Özgür Mumcu
(Radikal, 28 Mayıs 2012)
Kusura bakmayın, cambaza bakmayız
Sayın Erdoğan’ın cuma günü gerçekleştirdiği, gündemi Uludere’den sezaryen ve kürtaja getirip oradan yine Uludere’ye bağladığı, bununla yetinmeyip milletimizi tarih sahnesinden silmek isteyenlere eriştiği fantastik performansını ilgiyle izlememek mümkün değildi.
Bir performans sanatçısının gıpta ile takip edeceği bir gösteri sergiledi. Alkışlamamak hem de gözyaşları içinde alkışlamamak sanata hakaret olacaktır.
Bu performansı tam anlamıyla idrak edebilmek için metni Başbakanımızın partisinin internet sitesinden tekrar tekrar okudum.
Özellikle “Ben sezaryenle doğuma karşı olan bir Başbakanım. (...) Bunun bu ülke nüfusunun artmaması için atılan adımlar olduğunu biliyorum” bölümü çok çarpıcı. Ancak bir sanatçının müthiş öngörüsü, sezaryen ile nüfusun artmasının engellenmesi arasındaki bağlantıyı bulabilirdi. Sezaryen doğumlar sebebiyle nüfus artışının nasıl engellendiğini anlamak ise hepimize verilmiş bir ödev.
Şu sıralar Başbakanımızla tek yarışabilecek siyasetçi ABD Indiana Senatörü Bob Morris. Morris geçen şubat ayında yaptığı bir açıklamada kız izcilerin eşcinselliği ve kürtajı savunduğunu ileri sürerek izci kızların, aile planlaması derneğinin taktiksel uzantısı olan radikal bir örgüt olduklarını söylemişti.
Ancak Morris, her kürtaj bir 11 Eylül’dür demeyi akıl edememişti. Başbakanımızın ısrarla söylediği gibi ‘muasır medeniyetler seviyesi’ni aşmak böyle böyle gerçekleşiyor. Cuma günü Sayın Erdoğan, ABD’li senatör Bob Morris’in seviyesini aşıverdi.
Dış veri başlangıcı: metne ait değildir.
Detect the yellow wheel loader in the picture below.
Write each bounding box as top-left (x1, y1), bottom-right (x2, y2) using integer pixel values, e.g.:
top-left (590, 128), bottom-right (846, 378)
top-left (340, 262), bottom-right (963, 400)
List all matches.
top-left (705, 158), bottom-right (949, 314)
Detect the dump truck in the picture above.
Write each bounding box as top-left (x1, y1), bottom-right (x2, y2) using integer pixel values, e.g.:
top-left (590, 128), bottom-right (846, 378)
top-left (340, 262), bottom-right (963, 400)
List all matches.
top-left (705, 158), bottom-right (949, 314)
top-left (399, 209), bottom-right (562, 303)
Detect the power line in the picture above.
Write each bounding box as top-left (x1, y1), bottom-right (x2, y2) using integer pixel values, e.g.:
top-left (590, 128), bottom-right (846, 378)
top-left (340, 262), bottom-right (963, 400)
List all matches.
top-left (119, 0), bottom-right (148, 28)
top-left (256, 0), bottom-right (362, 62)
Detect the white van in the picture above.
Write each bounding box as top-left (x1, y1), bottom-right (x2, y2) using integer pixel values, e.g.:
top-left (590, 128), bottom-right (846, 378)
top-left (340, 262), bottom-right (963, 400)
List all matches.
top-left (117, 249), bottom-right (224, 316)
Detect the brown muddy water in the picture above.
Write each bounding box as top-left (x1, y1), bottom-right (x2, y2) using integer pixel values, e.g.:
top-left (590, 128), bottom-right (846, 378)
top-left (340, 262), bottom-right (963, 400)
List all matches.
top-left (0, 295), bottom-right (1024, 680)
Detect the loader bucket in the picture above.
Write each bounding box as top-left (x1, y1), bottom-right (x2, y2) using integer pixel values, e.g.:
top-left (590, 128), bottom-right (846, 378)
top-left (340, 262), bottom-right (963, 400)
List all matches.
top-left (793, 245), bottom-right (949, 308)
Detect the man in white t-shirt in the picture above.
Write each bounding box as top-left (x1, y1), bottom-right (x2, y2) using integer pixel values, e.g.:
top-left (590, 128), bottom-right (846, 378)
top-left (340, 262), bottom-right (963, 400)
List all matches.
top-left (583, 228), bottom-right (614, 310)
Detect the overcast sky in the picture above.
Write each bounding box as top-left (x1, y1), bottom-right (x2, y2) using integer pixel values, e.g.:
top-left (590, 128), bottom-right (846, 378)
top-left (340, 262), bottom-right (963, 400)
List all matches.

Öğrendik ki bu ülkenin Başbakanı kürtaj ve sezaryenin ‘bu milleti dünya sahnesinden silmek için sinsice bir plan olduğunu’ biliyormuş. İnsan merak ediyor. Başbakan bu istihbaratı nereden aldı? İstihbarat yerli miydi, yabancı mıydı? Bu istihbarata dayanarak ne yapmayı planlıyor?
Neyse, zırva tevil götürmediği gibi, zırvanın seviyesine göre ironi de götürmeyebiliyor.
Cambaza bak cambaza taktiğinin en başarısız örneklerinden birini izliyoruz. “Uludere’de sorumlular bulunsun” talebine “Bence kürtaj cinayettir” diye cevap veren bir başbakan zor bulunacak bir fenomendir.
Cambaza bakmalı, tuzağına düşmemeli
Açıklamaların tuhaflığı içinden tek anlayabildiğimiz Erdoğan’ın da Uludere’de olanları cinayet olarak değerlendirdiği.
Bir cinayet varsa sorumluları bulunur. İstihbaratı toplayan mı, veren mi, analiz eden mi, yeterince incelemeyen mi, araştırmayan mı kimse bunlar bulunur. Sonra hata mı, ihmal mi, kasıt mı olduğuna bakılır. Bu sorumlular yargılanır. Sonrası, öncesi hikâyedir. Tazminat zaten ölenlerin yakınlarının hakkıdır. Özür dileyip dilememek hükümetinizin karakterine kalmış.
Beş aydır iktidarınız olayı aydınlatacak bir faaliyet göstermedi Sayın Başbakan. Sizin sorumluluğunuz ve yetkinizdeki insanlar, başbakanlığını yaptığınız ülkenin vatandaşlarını bombaladı. Hatayla ya da kasıtla. Siz bunu sindirseniz de bunu sindiremeyecek çok insan var.
Bu işin çözülmesini engellemeyin. Ondan sonra Bob Morris’le komplo teorisi yarıştırmaya kal-dığınız yerden devam edersiniz. Biz de izleriz, malum tiyatrolar kapatılıyor, seyirlik bir şeyler lazım.